Principles that are at the basis of a deep neural network architecture
Training young minds is one of the Itility’s core values. So, in addition to running a Young Professional Program, we engage in a number of activities to allow students and young graduates to learn more about data science. So recently we co-lectured with dr. Anna Wilbik at the Faculty of Industrial Engineering and Innovation Sciences, TU Eindhoven.
Prof. Wilbik teaches a master’s course in business information systems management and explains in the series of lectures how developments in technology can serve businesses – which includes an introduction to neural networks, their principles, and practical uses.
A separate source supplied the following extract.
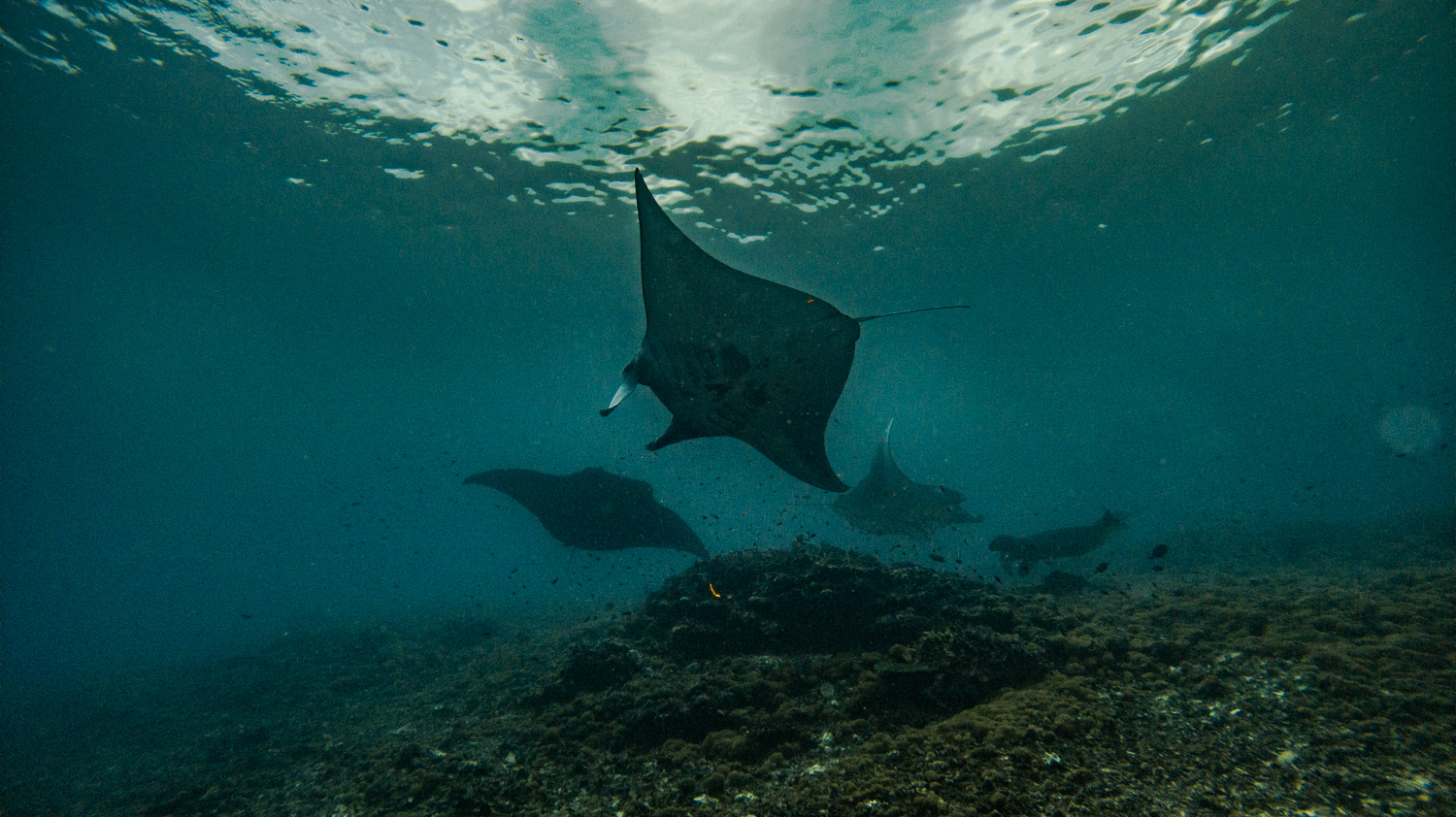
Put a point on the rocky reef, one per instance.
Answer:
(810, 680)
As one of Itility’s data scientists, I joined prof. Wilbik’s lecture on neural networks to showcase some of the projects we carried out at Itility that employ deep learning.
Prof. Wilbik already introduced the concept behind a shallow neural network, so I could build on this knowledge and easily explain the principles that are at the basis of a deep neural network architecture.
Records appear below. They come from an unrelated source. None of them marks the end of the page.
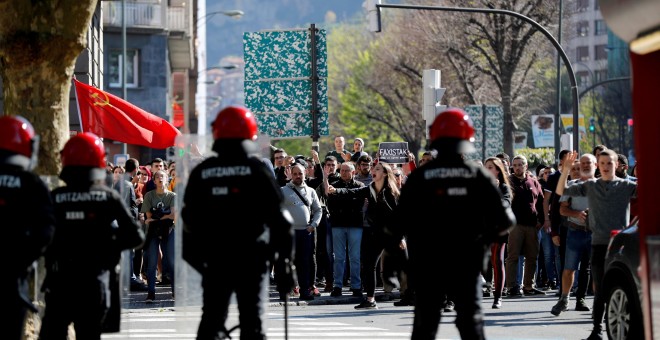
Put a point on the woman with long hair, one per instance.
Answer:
(495, 166)
(382, 196)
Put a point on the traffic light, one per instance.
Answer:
(373, 14)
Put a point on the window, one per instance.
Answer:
(582, 78)
(599, 27)
(600, 51)
(600, 75)
(582, 53)
(583, 28)
(115, 65)
(582, 5)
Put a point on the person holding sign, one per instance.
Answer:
(339, 150)
(383, 196)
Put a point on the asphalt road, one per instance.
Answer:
(330, 318)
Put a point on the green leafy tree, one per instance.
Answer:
(39, 44)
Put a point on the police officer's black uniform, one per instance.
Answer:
(450, 211)
(234, 186)
(28, 224)
(93, 227)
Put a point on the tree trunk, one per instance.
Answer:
(39, 44)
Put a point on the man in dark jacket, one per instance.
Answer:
(93, 220)
(451, 189)
(346, 219)
(233, 182)
(27, 212)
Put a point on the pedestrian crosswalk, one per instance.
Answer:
(170, 324)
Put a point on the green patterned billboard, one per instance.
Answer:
(488, 119)
(278, 81)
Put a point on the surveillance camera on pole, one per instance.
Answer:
(432, 95)
(373, 14)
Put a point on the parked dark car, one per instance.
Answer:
(622, 287)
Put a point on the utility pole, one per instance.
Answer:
(373, 13)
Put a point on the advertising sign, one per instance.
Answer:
(543, 130)
(278, 81)
(393, 152)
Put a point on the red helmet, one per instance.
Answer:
(456, 125)
(235, 122)
(84, 149)
(17, 135)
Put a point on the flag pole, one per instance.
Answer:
(124, 147)
(75, 91)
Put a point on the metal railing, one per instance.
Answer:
(148, 15)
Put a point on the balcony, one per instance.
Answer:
(151, 15)
(138, 14)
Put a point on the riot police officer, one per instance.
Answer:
(450, 211)
(27, 216)
(93, 226)
(233, 183)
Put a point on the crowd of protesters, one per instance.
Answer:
(344, 207)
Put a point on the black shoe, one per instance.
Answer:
(533, 291)
(581, 305)
(449, 307)
(314, 291)
(404, 302)
(336, 292)
(151, 296)
(514, 292)
(366, 304)
(384, 297)
(306, 297)
(596, 334)
(138, 286)
(561, 306)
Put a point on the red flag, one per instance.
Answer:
(109, 116)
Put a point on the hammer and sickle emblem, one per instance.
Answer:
(98, 101)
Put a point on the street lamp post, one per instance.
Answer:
(560, 50)
(200, 25)
(593, 101)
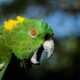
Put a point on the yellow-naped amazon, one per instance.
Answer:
(25, 39)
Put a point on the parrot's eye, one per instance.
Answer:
(33, 33)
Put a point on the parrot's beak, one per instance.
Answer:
(48, 47)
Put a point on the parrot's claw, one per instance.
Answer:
(48, 46)
(1, 65)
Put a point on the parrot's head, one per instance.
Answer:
(28, 38)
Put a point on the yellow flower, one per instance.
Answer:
(20, 19)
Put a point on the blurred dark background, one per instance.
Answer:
(64, 17)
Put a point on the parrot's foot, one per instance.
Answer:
(1, 65)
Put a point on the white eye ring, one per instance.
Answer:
(33, 35)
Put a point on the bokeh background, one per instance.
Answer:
(64, 18)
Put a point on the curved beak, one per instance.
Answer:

To briefly summarize it here: in the shallow neural network data introduced to the network goes through a single round (hidden layer) of pattern recognition. In contrast, deep neural networks consist of several hidden layers, which can be of a different type, so data goes through multiple pattern recognition processes. I specifically mentioned convolution and pooling layers, two common processes used in the networks for image recognition.
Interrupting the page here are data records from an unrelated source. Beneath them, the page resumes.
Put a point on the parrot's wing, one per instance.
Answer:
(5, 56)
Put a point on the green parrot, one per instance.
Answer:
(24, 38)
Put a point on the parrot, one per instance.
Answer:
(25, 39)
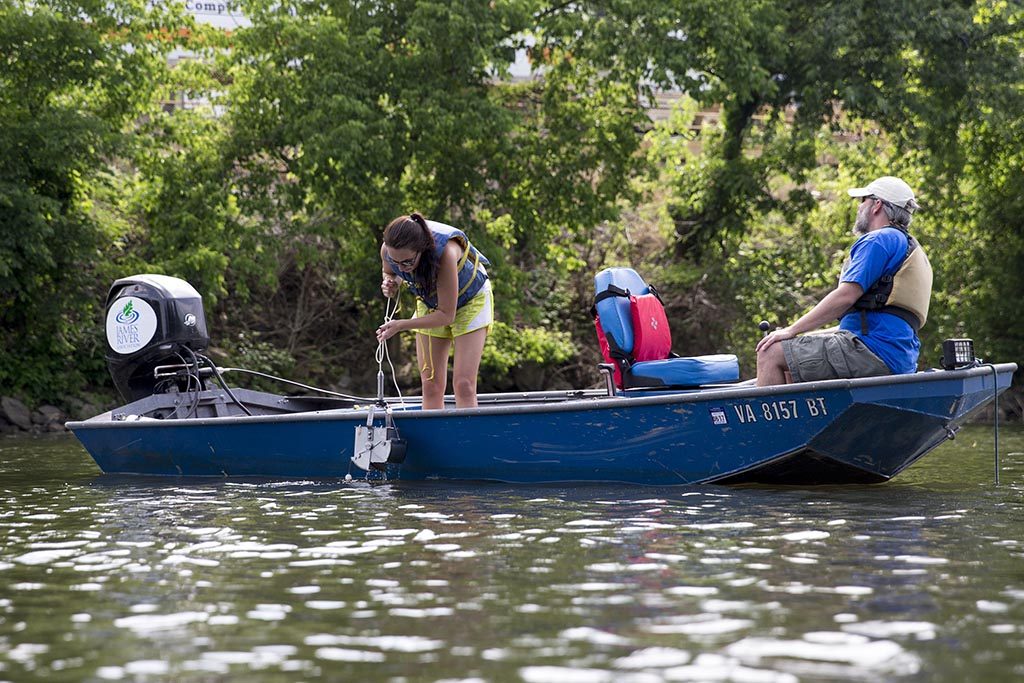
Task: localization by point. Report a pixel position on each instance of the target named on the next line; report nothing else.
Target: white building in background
(220, 13)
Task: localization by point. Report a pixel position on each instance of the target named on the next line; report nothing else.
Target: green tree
(74, 75)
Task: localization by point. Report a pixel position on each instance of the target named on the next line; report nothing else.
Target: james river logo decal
(131, 324)
(128, 314)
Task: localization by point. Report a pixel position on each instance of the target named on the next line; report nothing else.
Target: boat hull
(841, 431)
This gave me a chance to smoothly talk towards the first of his practical examples and one of the ongoing projects at Itility.
Project example 1: predicting the quality of tomato seedlings - example of a deep neural network for image recognition
If you follow our blog, you might have already read about this project, as our previous hackathon was organized around it. Briefly, this project started as collaboration with Wageningen University to develop an automation system for scoring quality of the seedlings (which can be interpolated to the seeds quality).
Our first step here was to look through the already existing network architectures and select the one that would serve our needs best. This practical tip can significantly decrease the time needed to develop the right solution as it’s easier to tweak the existing architectures rather than build from scratch.
While indeed this can be a huge time saver, you should be prepared that you will go through a period of trial and error along the way. I illustrated this with an example of using Google’s Inception network for “Seedlings Quality” project. At the first glance it seemed tempting to use this network, though fairly complex, but trained on a large dataset. However, it requires longer periods of re-training and is unable to converge or it overfits.
The solution we have chosen in the end consisted of several convolution- and pooling-layers and is based on the VGG16 (Visual Geometry Group of the University of Oxford) network.
Project example 2: detecting anomalies in server metrics
In this project we are feeding a neural network with metrics data collected from a large number of IT servers. The long/short term memory network that we used compares the predicted values to the actual ones, recognizes any anomalies that appear in the data and highlights them. Those results are then passed on to an IT stack engineer who maintains the servers.
At this point students became interested if (based on this data) it is also possible to predict a malfunction of the server. I explained that the nature of the anomaly is that it occurs infrequently and is not always based on the same pattern. Therefore, the model would first have to be taught which patterns are associated with anomalies. That would require tagging the “normal” versus “abnormal” patterns; which would have to be done by a trained specialist – for multiple servers a truly tedious task.
Project example 3: predicting prices based on a product description
Final example was related to the internet sales at eBay or Marktplaats. It turns out that buyers tend to offer higher prices for the items on sale if the description of the product contains certain keywords. At Itility we strive to identify those patterns and therefore optimize descriptions to reach best sales values. For this project we used a recurrent neural network - a common solution for reading texts.
February 2019 data scientists Kevin Schaul and Lars van Geet held another lecture on data science in the real world.